Ministro da Justiça Intensifica Fiscalização de Preços de Combustíveis
O ministro da Justiça e Segurança Pública, Wellington César Lima e Silva, anunciou na terça-feira (17 de março de 2026) que irá intensificar a fiscalização sobre o aumento considerado “abusivo” dos preços dos combustíveis. Ele informou que a Polícia Federal abriu um inquérito para investigar possíveis crimes contra os consumidores e a economia.
O ministro destacou que diversos órgãos, incluindo os Ministérios Públicos estaduais, o Sistema de Defesa do Consumidor, a ANP (Agência Nacional do Petróleo, Gás Natural e Biocombustíveis), o Ministério de Minas e Energia e a Senacon, estão trabalhando juntos para combater práticas abusivas no setor. Ele enfatizou que essa é uma luta que envolve toda a sociedade brasileira.
Operação de Fiscalização da ANP
A ANP iniciou, na mesma data, uma operação de fiscalização em nove estados e no Distrito Federal, em colaboração com a Senacon e Procons estaduais e municipais. A ação abrangeu 42 postos de combustíveis e uma distribuidora em 22 cidades.
O diretor-geral da ANP, Artur Watt Neto, informou que as multas previstas na Medida Provisória 1.340 podem variar de R$ 50.000 a R$ 500 milhões, dependendo da gravidade da infração e do porte do infrator. O secretário da Senacon, Ricardo Morishita, também mencionou a mobilização de mais de 100 Procons para ampliar as ações de fiscalização no mercado de combustíveis.

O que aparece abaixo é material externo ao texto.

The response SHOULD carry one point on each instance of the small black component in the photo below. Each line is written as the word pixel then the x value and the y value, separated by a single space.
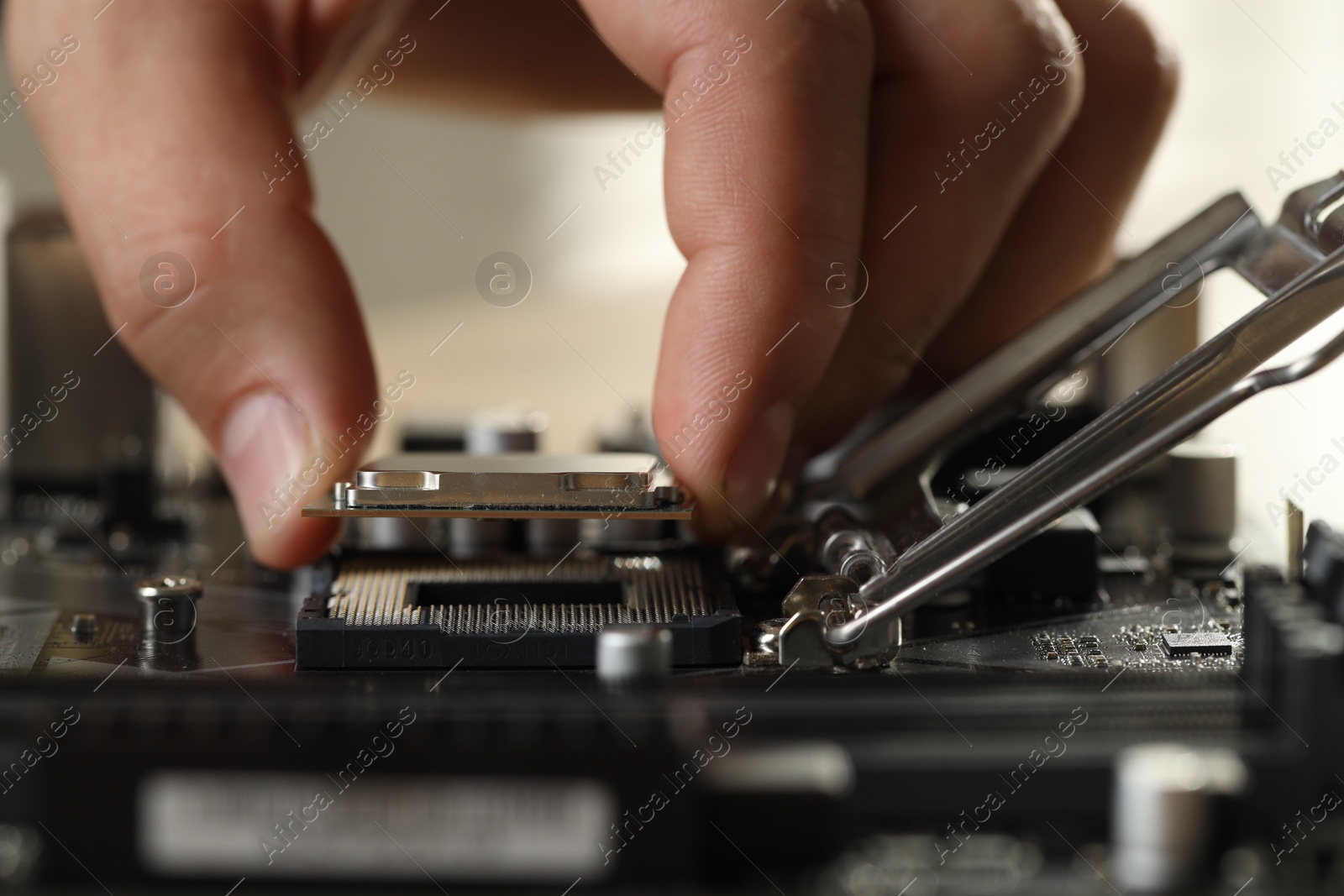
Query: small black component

A fiscalização será focada em cidades onde foram observadas elevações significativas nos preços do diesel e da gasolina, com base em dados do Ministério de Minas e Energia, que abrangem cerca de 19.000 postos em 459 municípios brasileiros.
Morishita ressaltou que, embora a liberdade de preços seja a norma, isso não deve ser confundido com abuso. Ele afirmou que, em um momento de restrição na oferta de petróleo, práticas abusivas não podem ser toleradas.
Pacote de Medidas para o Diesel
No dia 12 de março, o governo do presidente Luiz Inácio Lula da Silva anunciou um pacote de medidas para mitigar o impacto da alta do diesel no Brasil. As iniciativas incluem a redução de impostos e a criação de subsídios ao combustível, com um impacto estimado de R$ 30 bilhões nas contas públicas até 31 de dezembro de 2026.
A decisão foi tomada em resposta ao aumento do preço do petróleo no mercado internacional, exacerbado por tensões no Oriente Médio. O diesel é considerado um insumo estratégico para a economia brasileira, pois afeta diretamente os custos de transporte e, por consequência, os preços de alimentos e outros produtos.